Specifically, it is the deficit that the U.S. Postal Service has amassed as result of delivering packages and mail from abroad. By not appropriately accounting for the costs of delivering these items, the Postal Service has continued to offer exceedingly low prices for these services that have cost the agency millions of dollars. In fact, in the last three years, USPS losses on inbound international mail have come to more than $315 million.

The offering of artificially low rates for foreign sellers has contributed to the Postal Service’s ongoing operating deficits. Just this month, the USPS issued another bleak year-end report detailing a $2.7 billion net loss for 2017.

Not only does this harm taxpayers, who contribute to funding the federal government and its various deficits, but more directly it harms American businesses. The nation’s entrepreneurs and companies of all sizes are or will be forced to pay more if USPS gives foreign sellers special access to subsidized shipping rates.

Overall, it is hard to imagine why the president and Congress would continue to leave so many companies here at home on an uneven shipping playing field when it comes to reaching domestic customers.

The U.S. State Department, which is in charge of negotiating international mailing and shipping rates, has pointed out that change is expected soon. Starting in 2018, as an example, sellers from China will pay 13 percent more when sending small packages to U.S. destinations.

This may sound positive on the surface, but it is important to remember that these current international rates have been in place since the last Universal Postal Union (UPU) evaluations were made several years ago. In 2014, the State Department found the UPU pricing scheme to be largely unfavorable for the U.S. and ultimately left it without a formal signature so that it could be replaced with a more equitable system later.

However, despite this sensible reluctance to ratify the deal, the Postal Service chose to voluntarily accept the UPU’s unbalanced rate structure that has continued to harm the agency’s finances.

While foreign sellers have enjoyed the same shipping rates dating back to 2014, the USPS has tried to make up the difference elsewhere. Most notably, the agency has instituted numerous annual price increases on domestic shipments. The rates for small flat-rate packages have ballooned from $5.25 in 2015 to a proposed $7.20 in 2018.

This increase of 37 percent entirely dwarfs the meager rate changes for foreign items.

Reversing these pricing oversights that codify higher costs for American businesses requires major improvements in key areas of Postal leadership.
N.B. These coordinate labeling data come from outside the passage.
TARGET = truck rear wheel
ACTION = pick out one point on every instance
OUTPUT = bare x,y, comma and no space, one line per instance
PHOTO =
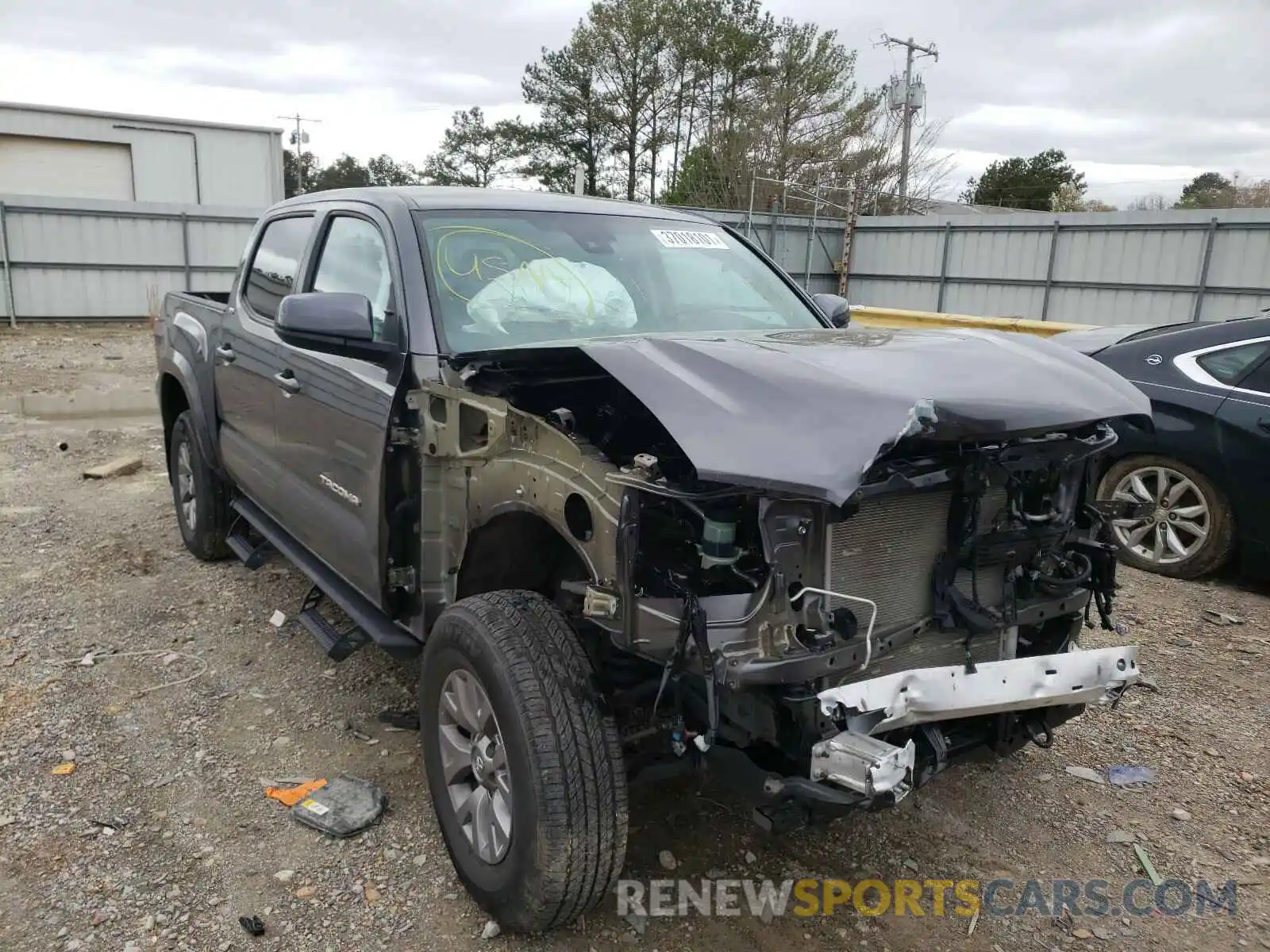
198,494
524,765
Critical changes in protocol must take place when it comes to thorough and accurate reporting of costs. Clear and detailed data on the expenses that the Postal Service incurs for each line of service must become a priority. Such information will be essential for guiding all business decisions and negotiations taken on by the State Department.

Obtaining the correct cost information will ultimately guide USPS to determine where price increases are most appropriate, and which products are simply not financially viable. If boosting the nation’s economy and job creation is the goal when it comes to fixing international business deals, then the Postal Service is an important and easy place to start.